Paper ID: | 480 |
---|---|
Title: | Deep Alternative Neural Network: Exploring Contexts as Early as Possible for Action Recognition |
The paper describes a new architecture for action recognition in videos. The basic module of the architecture consists of 3D convolutional layers (for a spatio-temporal region) alternating with a recurrent (in time) network. These alternating layers are then followed by a volumetric pooling to a fixed size vector, and several fully connected layers. The paper also proposes a method for determining the temporal period of an action, and uses this for augmentation.
This paper proposes an architecture that is not over-complicated and contains some nice ideas. It is fairly clearly written. - The novelty is somewhat limited because a related alternation architecture was proposed in: Delving Deeper into Convolutional Networks for Learning Video Representations Nicolas Ballas, Li Yao, Chris Pal, Aaron Courville, ICLR 2016 https://arxiv.org/abs/1511.06432 This paper is not cited. The authors should discuss the relation of their architecture to this. One of the differences is that the current submission uses 3D convolutions whereas Ballas et al do not, but the CNN-RNN alternation idea is there. - On the proposed architecture: it was not clear to me what temporal neighborhood is used in the video when computing the 3D convolutions. The authors should clarify this. Also, some of the design choices should be better explained, e.g. Why (and how) is Local Response normalization (LRN) used? Most recent deep networks have not used LRN. Did the authors consider a bi-directional RNN? - The method of obtaining the temporal length (section 2.1) seems fine for static cameras, but might not be very stable if the camera is tracking or zooming (as this will also generate optical flow). Can the authors comment on whether camera motion is a problem? - I think there is a typo at line 36, it should be inter-image context (rather than image-intra context) - The results are competitive with the state of the art - though some more recent papers at CVPR 2016 have superior performance on UCF-101 (e.g. Feichtenhofer et al, Wang et al "Actions ~ Transformations"). However, datasets such as UCF-101 are too limited to really show the advantages of one architecture over another.

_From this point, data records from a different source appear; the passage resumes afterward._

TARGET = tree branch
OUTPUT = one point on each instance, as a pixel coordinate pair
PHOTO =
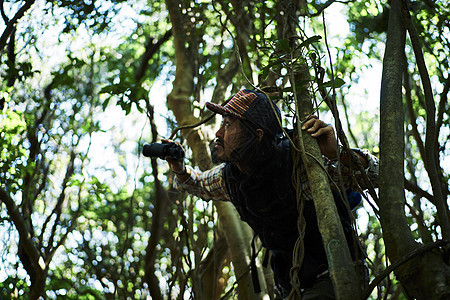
(432, 160)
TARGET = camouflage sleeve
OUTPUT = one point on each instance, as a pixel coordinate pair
(208, 185)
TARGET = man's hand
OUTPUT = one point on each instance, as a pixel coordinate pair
(176, 165)
(324, 134)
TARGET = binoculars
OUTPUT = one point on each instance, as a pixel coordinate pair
(163, 150)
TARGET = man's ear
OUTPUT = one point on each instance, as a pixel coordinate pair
(260, 134)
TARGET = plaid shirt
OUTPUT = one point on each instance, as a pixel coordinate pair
(210, 185)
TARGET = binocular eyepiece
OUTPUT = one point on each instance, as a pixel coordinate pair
(163, 150)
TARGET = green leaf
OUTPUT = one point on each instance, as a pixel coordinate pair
(283, 45)
(309, 41)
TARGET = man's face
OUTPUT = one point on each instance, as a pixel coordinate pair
(227, 138)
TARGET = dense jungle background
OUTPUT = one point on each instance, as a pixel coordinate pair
(85, 83)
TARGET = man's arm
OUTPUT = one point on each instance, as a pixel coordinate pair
(327, 142)
(328, 145)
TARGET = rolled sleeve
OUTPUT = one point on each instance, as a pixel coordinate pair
(208, 185)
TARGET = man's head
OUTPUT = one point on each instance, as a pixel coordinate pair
(249, 124)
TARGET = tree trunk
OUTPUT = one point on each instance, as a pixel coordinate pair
(179, 102)
(341, 267)
(425, 277)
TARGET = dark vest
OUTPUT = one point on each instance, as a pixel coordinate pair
(267, 202)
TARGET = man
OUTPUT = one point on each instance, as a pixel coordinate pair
(256, 177)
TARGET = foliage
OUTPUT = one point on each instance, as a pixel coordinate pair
(100, 228)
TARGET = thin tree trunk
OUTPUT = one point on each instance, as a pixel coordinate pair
(179, 102)
(425, 277)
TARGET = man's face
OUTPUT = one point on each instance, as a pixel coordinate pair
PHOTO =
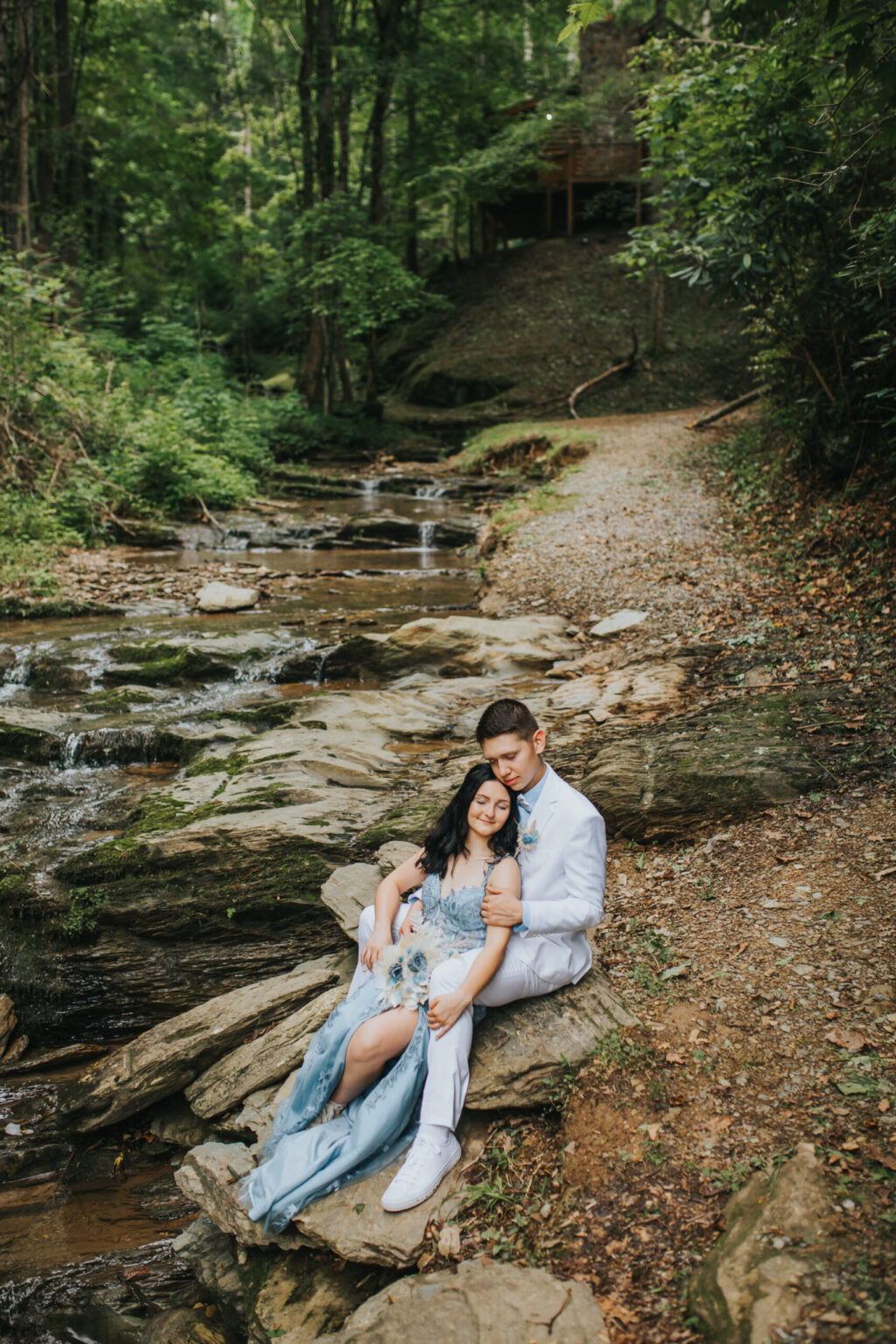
(514, 761)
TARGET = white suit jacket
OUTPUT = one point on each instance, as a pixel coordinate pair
(564, 879)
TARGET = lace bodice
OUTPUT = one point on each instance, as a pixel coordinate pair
(457, 914)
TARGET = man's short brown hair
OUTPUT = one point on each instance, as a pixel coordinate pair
(507, 717)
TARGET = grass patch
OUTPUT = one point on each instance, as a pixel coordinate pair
(532, 449)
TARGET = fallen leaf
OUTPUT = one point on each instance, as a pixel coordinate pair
(850, 1040)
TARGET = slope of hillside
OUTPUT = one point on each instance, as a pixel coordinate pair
(529, 326)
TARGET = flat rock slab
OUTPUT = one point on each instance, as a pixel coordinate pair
(226, 597)
(352, 1222)
(168, 1057)
(710, 766)
(520, 1051)
(457, 646)
(748, 1288)
(480, 1300)
(348, 890)
(262, 1060)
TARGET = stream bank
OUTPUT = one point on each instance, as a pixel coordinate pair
(384, 752)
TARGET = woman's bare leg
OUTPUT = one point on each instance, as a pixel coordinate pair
(371, 1047)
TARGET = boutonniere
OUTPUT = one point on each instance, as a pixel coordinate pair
(528, 839)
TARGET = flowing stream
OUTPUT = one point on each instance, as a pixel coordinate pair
(87, 1225)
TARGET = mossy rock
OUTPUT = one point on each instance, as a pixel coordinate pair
(164, 663)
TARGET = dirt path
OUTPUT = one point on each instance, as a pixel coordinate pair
(760, 958)
(633, 526)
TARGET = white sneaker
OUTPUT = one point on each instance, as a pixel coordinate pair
(332, 1110)
(424, 1168)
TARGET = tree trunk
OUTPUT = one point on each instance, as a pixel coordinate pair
(23, 231)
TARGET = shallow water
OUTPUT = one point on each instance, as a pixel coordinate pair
(85, 1239)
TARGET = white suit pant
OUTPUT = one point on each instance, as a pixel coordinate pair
(449, 1057)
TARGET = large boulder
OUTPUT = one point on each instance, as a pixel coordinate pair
(456, 647)
(750, 1286)
(226, 597)
(351, 1222)
(480, 1300)
(718, 764)
(263, 1060)
(520, 1051)
(168, 1057)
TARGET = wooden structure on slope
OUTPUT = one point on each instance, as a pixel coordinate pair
(584, 162)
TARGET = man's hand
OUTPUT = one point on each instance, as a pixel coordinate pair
(374, 949)
(444, 1011)
(500, 910)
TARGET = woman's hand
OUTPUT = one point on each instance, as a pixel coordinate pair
(444, 1011)
(375, 947)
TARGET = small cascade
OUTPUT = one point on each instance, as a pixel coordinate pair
(138, 745)
(15, 674)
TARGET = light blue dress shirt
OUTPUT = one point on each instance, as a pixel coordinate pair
(527, 802)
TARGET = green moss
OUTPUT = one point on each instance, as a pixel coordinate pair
(269, 714)
(158, 662)
(228, 765)
(115, 701)
(29, 744)
(19, 608)
(535, 449)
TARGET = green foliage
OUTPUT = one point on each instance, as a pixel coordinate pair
(774, 150)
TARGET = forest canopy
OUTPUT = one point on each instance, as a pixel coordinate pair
(200, 198)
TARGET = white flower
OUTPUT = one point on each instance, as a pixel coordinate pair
(403, 970)
(528, 839)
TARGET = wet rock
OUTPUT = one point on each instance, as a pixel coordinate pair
(210, 1176)
(226, 597)
(519, 1051)
(750, 1285)
(168, 1057)
(713, 765)
(629, 690)
(49, 674)
(262, 1060)
(178, 1125)
(379, 528)
(186, 1326)
(506, 1304)
(208, 1253)
(34, 735)
(617, 622)
(394, 854)
(348, 890)
(8, 1020)
(293, 1298)
(457, 646)
(352, 1222)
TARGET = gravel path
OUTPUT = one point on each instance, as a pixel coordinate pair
(632, 527)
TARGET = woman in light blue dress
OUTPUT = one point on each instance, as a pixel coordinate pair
(354, 1106)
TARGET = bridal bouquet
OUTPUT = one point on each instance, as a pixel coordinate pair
(403, 972)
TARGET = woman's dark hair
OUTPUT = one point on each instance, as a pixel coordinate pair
(448, 837)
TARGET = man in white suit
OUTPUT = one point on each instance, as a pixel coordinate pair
(564, 864)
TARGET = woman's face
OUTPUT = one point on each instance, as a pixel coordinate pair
(489, 809)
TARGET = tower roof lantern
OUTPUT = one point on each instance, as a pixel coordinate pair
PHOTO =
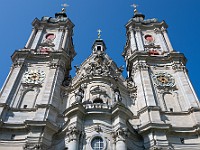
(63, 12)
(99, 44)
(136, 13)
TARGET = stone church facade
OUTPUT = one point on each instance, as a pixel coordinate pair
(43, 107)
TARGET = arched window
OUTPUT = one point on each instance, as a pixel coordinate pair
(98, 100)
(97, 143)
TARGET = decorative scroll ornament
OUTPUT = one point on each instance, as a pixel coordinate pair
(100, 66)
(163, 79)
(34, 77)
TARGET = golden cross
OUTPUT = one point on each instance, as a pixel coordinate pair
(99, 33)
(64, 7)
(135, 7)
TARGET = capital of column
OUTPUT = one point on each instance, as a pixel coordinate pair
(73, 134)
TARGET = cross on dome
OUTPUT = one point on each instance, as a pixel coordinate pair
(99, 33)
(64, 7)
(135, 7)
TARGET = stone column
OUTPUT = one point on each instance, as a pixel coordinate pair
(167, 39)
(139, 40)
(120, 139)
(37, 38)
(132, 39)
(31, 38)
(72, 138)
(65, 39)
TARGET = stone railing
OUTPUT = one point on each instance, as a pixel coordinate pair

3-Expert (read the paper in detail, know the area, quite certain of my opinion)
This paper explores a custom neural network architecture designed specifically for action recognition. The key new component is an "alternative layer" which is composed of a convolutional layer followed by a recurrent layer. As the paper targets action recognition in video, the convolutional layer acts on a 3D spatio-temporal volume. Volumetric pyramid pooling, inspired by [7], is used to allow the system to take arbitrary-sized video clips down to the same fixed-length feature representation. The entire architecture consists of a series of alternative+pooling layers, followed by volumetric pyramid pooling, and fully connected layers for classification. A preprocessing stage based on optical flow is used to select video fragments to feed to the neural network. Specifically, the total energy of the optical flow field is computed for each video frame, and frames at temporal local extrema are extracted as landmarks. Video fragments are then extracted using these landmarks to guide their temporal bounds. Experiments present results on the UCF101 [23] and HMDB51 [14] action recognition benchmarks. Table 3 shows the proposed method to perform on par with the best previous approaches.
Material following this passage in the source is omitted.